--------------------
病人と病気
長谷川 泉
pp.62
発行日 1961年5月10日
Published Date 1961/5/10
DOI https://doi.org/10.11477/mf.1662202333
- 有料閲覧
- 文献概要
ちかごろは,学会がますます細分化され,専門化する傾向にある.1例をとつてみよう.内科学会という大学会はあるにはあるが,内科学という大領域は,それがさらに細分されて脳神経や循環器や消化器や結核病や内分泌などという学会に分かれている.脳神経のなかでも,外科と関連のある部分は,とくに脳神経外科という学会までできている.消化器なども.さらに分かれて肝臓だけが独立の学会になるといつた具合である.したがつて,内科の専門医で,消化器に関心を持ち,さらに肝臓の研究家は,まず肝臓学会に目をそそいで,消化器学会をのぞき,内科学会にも加わるといつた具合になる.

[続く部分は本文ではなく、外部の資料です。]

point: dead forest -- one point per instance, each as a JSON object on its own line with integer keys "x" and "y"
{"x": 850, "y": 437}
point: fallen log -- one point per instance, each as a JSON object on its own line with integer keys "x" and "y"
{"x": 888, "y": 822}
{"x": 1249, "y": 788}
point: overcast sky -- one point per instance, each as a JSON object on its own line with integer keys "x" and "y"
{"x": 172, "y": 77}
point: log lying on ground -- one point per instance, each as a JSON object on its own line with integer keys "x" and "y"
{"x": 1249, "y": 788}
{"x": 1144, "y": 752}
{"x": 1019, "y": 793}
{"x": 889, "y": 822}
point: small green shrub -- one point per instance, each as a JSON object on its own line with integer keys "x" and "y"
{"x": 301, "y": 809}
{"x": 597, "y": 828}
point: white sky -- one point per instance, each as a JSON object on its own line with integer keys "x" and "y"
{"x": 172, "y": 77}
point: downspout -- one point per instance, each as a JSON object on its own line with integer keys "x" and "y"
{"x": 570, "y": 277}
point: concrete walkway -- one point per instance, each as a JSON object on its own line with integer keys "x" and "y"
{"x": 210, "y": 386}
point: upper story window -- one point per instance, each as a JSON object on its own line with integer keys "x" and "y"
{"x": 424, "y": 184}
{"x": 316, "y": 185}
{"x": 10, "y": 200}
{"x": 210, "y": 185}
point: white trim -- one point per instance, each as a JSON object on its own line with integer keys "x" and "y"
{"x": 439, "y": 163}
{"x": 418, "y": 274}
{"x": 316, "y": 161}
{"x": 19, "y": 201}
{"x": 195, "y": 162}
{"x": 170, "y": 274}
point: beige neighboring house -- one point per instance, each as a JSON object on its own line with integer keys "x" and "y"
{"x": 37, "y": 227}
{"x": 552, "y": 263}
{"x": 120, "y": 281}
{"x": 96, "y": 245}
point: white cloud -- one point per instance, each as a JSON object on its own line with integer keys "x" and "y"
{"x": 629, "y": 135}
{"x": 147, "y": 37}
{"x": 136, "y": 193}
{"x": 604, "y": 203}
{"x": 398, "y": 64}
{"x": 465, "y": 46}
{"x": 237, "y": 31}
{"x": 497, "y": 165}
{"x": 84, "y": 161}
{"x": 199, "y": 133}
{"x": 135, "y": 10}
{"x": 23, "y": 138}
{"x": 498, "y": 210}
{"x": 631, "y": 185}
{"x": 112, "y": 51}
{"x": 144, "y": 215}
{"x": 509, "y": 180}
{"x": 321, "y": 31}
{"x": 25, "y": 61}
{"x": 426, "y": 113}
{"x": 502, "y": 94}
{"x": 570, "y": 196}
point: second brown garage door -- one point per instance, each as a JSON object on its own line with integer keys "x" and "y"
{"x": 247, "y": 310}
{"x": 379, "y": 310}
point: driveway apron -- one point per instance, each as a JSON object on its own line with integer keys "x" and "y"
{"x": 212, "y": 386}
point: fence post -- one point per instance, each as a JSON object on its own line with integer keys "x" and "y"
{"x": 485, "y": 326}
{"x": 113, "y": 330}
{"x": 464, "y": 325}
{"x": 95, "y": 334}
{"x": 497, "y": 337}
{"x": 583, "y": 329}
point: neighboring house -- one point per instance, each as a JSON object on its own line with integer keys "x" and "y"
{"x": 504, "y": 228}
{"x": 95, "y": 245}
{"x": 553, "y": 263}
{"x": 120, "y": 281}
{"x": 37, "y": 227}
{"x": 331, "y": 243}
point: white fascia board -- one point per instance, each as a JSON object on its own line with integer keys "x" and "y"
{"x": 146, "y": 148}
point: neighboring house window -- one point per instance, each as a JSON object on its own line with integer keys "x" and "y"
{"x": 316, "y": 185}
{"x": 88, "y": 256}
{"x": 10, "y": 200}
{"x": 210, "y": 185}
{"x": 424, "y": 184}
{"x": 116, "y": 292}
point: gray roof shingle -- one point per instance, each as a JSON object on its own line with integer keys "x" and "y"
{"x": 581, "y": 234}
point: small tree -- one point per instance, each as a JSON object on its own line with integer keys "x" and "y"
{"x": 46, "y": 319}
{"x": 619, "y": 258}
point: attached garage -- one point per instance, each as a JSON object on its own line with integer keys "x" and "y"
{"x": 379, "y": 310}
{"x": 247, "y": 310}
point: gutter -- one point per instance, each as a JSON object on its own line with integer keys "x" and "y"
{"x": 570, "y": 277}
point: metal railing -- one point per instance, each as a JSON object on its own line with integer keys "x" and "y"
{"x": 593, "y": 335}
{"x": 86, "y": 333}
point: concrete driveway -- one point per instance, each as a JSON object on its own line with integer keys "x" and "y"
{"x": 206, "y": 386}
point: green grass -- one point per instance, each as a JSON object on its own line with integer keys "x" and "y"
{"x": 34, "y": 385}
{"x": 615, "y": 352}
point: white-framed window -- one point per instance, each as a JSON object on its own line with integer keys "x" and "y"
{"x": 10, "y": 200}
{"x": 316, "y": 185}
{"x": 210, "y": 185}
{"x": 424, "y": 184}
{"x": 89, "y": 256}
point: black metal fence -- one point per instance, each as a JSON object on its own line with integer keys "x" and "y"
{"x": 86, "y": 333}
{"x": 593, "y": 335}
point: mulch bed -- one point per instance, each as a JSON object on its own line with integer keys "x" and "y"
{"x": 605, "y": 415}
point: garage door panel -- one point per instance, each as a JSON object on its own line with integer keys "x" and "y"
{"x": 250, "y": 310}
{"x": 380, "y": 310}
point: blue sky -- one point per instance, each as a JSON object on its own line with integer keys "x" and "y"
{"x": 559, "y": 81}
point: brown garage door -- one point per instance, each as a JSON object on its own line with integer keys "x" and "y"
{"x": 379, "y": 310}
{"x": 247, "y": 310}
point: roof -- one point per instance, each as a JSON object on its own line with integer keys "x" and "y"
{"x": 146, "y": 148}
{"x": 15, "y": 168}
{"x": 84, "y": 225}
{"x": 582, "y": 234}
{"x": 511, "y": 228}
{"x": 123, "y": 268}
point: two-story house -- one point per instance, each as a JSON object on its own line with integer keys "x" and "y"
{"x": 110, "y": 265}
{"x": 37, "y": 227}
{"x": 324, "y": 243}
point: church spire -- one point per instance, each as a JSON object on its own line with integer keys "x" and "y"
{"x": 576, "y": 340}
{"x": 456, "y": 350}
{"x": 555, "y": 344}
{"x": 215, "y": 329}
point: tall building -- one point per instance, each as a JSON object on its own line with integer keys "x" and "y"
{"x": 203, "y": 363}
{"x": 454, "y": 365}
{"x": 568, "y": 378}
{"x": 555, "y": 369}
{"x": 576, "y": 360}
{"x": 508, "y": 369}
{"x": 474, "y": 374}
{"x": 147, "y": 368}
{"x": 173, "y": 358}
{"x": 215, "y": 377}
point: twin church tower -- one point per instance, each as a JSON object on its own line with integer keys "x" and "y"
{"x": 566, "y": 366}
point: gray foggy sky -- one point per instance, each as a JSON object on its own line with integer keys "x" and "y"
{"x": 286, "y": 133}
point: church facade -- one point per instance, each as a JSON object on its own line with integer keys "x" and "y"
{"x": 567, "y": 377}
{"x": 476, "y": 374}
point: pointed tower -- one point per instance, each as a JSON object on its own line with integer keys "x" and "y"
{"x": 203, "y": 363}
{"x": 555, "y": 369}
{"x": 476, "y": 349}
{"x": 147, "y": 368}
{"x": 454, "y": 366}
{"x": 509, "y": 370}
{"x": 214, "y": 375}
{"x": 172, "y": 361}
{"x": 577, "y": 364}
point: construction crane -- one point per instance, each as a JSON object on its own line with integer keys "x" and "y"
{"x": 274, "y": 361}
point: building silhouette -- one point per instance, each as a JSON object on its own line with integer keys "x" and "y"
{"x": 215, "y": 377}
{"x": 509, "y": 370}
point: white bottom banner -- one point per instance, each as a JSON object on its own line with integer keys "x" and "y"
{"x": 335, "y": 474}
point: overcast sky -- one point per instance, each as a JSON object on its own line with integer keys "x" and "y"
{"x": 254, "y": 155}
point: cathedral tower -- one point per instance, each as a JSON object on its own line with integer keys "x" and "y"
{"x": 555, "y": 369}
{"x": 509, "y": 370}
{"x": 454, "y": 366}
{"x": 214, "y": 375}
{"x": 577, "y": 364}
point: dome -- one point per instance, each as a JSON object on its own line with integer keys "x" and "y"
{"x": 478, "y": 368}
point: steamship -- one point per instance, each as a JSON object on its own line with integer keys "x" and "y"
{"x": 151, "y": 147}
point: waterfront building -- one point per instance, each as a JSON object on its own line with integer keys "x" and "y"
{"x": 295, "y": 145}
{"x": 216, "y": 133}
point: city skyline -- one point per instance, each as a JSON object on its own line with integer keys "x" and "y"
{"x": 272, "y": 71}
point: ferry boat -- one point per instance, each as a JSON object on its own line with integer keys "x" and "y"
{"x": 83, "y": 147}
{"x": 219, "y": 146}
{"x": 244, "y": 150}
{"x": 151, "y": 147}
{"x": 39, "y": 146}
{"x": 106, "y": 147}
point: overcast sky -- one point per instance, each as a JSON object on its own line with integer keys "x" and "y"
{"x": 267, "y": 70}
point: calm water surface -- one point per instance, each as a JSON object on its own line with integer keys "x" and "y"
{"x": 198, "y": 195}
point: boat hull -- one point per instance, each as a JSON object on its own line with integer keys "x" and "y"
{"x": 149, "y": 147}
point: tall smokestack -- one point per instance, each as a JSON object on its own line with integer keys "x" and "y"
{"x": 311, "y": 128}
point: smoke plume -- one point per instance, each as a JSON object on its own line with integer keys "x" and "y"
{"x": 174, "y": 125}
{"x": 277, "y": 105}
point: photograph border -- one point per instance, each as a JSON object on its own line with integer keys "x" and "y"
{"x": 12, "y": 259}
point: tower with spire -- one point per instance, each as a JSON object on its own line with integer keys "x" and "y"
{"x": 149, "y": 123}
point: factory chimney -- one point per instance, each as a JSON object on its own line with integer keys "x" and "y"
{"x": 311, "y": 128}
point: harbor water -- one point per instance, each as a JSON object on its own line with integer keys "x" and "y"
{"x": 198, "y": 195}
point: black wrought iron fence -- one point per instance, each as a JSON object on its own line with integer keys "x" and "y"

そうなると,学会の演題なども,肝臓の専門研究家なら,肝臓学会に提出し,その次の関心は消化機学会(消化器学会とはいわない)にそそがれ,最後に内科学会ということになる.かくして,大学会である内科学会は,専門学会でひろわれないような二次的な演題が集まるといつたことにもなりかねないありさまである.このようなことは,いつたい学会のあり方としては,歓迎すべきことなのか,あるいは困つたことなのであろうか.